The Tank Lords(20)
"Yes, Mister Ortnahme."
The klaxon blurted, then cut off.
Ortnahme and every other Slammer in the compound froze. Nothing further happened. The Yokels must've been testing the system now that they'd moved it.
The bloody cursed fools.
"Sir," the technician said with his face bent over the buzz of his own multitool. "Can I put on some different music?"
"I like what I got on," Ortnahme grunted, spinning home first one, then the other of the bolts that locked the strip of explosive and steel pellets into its channel.
"Why, sir?" Simkins prodded unexpectedly. "The music, I mean?"
Ortnahme stared at his subordinate. Simkins continued to buff his way forward, as though cleaning the channel were the only thing on his mind.
"Because," Ortnahme said. He grimaced and flipped up the faceshield of his helmet. "Because that was the kinda stuff they played in the bars on Esperanza, my first landfall with the regiment. Because it reminds me of when I was young and stupid, kid. Like you."
He slid another of the strip charges from its insulated packing, then paused. "Look," he said, "this ain't our tank, Simkins."
"It's our tank till they send a crew to pick it up," the technician said over the whine of his brush. "It's our tank tonight, Mister Ortnahme."
The warrant leader sighed and fitted the strip into place.

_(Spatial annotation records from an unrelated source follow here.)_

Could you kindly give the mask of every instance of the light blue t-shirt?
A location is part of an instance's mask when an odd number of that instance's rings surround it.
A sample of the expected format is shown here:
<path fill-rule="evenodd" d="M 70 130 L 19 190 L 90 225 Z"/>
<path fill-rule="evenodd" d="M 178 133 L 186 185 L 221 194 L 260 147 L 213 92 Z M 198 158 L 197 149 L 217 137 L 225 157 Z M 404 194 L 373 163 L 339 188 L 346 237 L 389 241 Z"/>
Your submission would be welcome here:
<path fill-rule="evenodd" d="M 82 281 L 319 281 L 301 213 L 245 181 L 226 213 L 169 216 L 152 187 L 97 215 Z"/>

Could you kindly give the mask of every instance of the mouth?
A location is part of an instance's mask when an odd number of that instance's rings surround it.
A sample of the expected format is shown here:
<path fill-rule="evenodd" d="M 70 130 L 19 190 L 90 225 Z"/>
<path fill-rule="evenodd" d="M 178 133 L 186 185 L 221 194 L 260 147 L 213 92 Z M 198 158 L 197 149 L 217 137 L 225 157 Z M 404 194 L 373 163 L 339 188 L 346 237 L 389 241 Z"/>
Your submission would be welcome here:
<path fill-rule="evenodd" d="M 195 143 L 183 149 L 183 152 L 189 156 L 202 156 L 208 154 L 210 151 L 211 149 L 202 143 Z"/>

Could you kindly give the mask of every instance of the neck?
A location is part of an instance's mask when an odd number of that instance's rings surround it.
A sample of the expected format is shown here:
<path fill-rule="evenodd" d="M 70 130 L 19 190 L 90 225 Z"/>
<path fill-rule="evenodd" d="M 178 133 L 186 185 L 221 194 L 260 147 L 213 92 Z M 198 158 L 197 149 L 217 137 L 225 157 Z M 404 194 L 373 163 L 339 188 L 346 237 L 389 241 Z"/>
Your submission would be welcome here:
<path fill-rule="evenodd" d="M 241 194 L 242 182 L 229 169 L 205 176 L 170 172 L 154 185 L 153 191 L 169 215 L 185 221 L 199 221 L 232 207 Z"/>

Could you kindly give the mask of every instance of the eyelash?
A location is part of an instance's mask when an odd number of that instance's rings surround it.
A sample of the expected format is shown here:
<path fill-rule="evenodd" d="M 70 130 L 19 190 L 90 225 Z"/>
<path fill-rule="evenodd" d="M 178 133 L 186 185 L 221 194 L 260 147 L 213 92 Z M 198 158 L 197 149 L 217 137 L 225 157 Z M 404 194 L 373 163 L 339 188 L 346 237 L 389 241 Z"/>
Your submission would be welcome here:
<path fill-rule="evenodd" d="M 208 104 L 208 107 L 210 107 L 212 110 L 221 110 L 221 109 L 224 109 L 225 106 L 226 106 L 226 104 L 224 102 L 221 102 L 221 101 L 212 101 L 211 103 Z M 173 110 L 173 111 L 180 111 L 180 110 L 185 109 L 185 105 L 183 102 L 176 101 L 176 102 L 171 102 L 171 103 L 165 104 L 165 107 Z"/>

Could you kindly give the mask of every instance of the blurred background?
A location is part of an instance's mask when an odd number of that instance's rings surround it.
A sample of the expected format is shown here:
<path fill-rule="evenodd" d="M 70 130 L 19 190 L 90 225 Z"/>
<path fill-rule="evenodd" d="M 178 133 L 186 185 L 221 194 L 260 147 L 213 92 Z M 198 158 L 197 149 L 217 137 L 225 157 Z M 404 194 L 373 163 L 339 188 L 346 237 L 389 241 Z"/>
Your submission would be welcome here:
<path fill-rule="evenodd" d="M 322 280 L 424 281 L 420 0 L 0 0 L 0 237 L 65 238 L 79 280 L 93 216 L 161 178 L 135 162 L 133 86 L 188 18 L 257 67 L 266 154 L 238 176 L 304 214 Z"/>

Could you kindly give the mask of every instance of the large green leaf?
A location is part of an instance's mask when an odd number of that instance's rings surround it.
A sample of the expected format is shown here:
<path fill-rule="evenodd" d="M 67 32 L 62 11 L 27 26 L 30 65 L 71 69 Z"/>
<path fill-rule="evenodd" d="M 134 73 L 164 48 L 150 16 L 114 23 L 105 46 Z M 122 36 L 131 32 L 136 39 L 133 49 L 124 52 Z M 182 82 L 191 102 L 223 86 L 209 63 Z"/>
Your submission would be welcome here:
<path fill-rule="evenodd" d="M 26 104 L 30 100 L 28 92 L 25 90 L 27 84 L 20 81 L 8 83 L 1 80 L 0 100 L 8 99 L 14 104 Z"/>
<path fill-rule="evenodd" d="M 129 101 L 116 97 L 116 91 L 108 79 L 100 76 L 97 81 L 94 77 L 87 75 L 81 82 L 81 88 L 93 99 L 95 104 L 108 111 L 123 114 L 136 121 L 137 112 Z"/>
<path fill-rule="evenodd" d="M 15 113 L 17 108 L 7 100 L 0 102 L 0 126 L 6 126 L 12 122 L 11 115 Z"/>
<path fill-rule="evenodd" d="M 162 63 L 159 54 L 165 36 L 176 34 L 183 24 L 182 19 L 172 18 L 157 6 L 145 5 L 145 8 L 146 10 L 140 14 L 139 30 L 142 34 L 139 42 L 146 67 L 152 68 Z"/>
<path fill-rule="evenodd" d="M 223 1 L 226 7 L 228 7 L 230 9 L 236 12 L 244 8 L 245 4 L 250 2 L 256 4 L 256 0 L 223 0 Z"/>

It bound slightly, but that was from the way the skirt had been torqued, not the job Simkins was doing on the channel.
"All right," Ortnahme said, "but we'll mount it solid so you swing the bow to aim it, all right? I don't want you screwing around with the grips when you oughta be holding the controls."
Simkins stopped what he was doing and turned. "Thank you, Mister Ortnahme!" he said, as though he'd just been offered the cherry of the most beautiful woman on the bloody planet.
"Yeah, sure," the warrant leader said with his face averted. "Believe me, you're gonna do the work while I sit on my butt 'n watch."
Ortnahme set a bolt, then a second. "Hey kid?" he said. "How the hell did you get Tommy to go along with this cop?"
"I told him it was you blasted the Consie with the satchel charge when Tommy opened his warehouse door."
Ortnahme blinked, "Huh?" he said. "Somebody did that? It sure wasn't me."
"Tommy's got a case of real French brandy for you, sir," the technician said. He turned and grinned. "And the tribarrel. Because I'm your driver, see? And he didn't want our asses swingin' in the breeze again like last night."
"Bloody hell," the warrant leader muttered. He placed another bolt and started to grin himself.
"We won't use engineer stakes," he said. "I know where there's a section of 10cm fuel-truck hose sheathing. We'll cut and bend that. . . ."
"Thank you, Mister Ortnahme."
"And I guess we could put a pin through the pivot," Ortnahme went on. "So you could unlock the curst thing if, you know, we got bogged down again."
"Thank you, Mister Ortnahme!"
Cursed little puppy. But a smart one.
Two blocks from the commo room, Dick Suilin passed the body of a man in loose black garments. The face of the corpse was twisted in a look of ugly surprise. An old scar trailed up his cheek and across an eyebrow, but there was no sign of the injury that had killed him here.
The Slammers' TOC was almost two kilometers away. Suilin was already so exhausted that his ears buzzed except when he tried to concentrate on something. He decided to head for the infantry-detachment motor pool and try to promote a ride to the north end of the camp.
It occurred to the reporter that he hadn't seen any vehicles moving in the camp since the combat cars reformed and howled back to their regular berths. As he formed the thought, a light truck drove past and stopped beside the body.
A lieutenant and two soldiers wearing gloves, all of them looking morose, got out. Before they could act, a group of screaming dependents, six women and at least as many children, swept around the end of one of the damage buildings. They pushed the soldiers away, then surrounded the corpse and began kicking it.
Suilin paused to watch. The enlisted men glanced at one another, then toward the lieutenant, who seemed frozen. One of the men said, "Hey, we're s'posed to take—"
A woman turned and spat in the soldier's face.
"Murdering Consie bastard! Murdering little Consie bastard!"
Two of the older children were stripping the trousers off the body. A six-year-old boy ran up repeatedly, lashed out with his bare foot, and ran back. He never quite made contact with the corpse.
"Murdering Consie Bastard!"
The officer drew his pistol and fired in the air. The screaming stopped. One woman flung herself to the ground, covering a child with her body. The group backed away, staring at the man with the gun.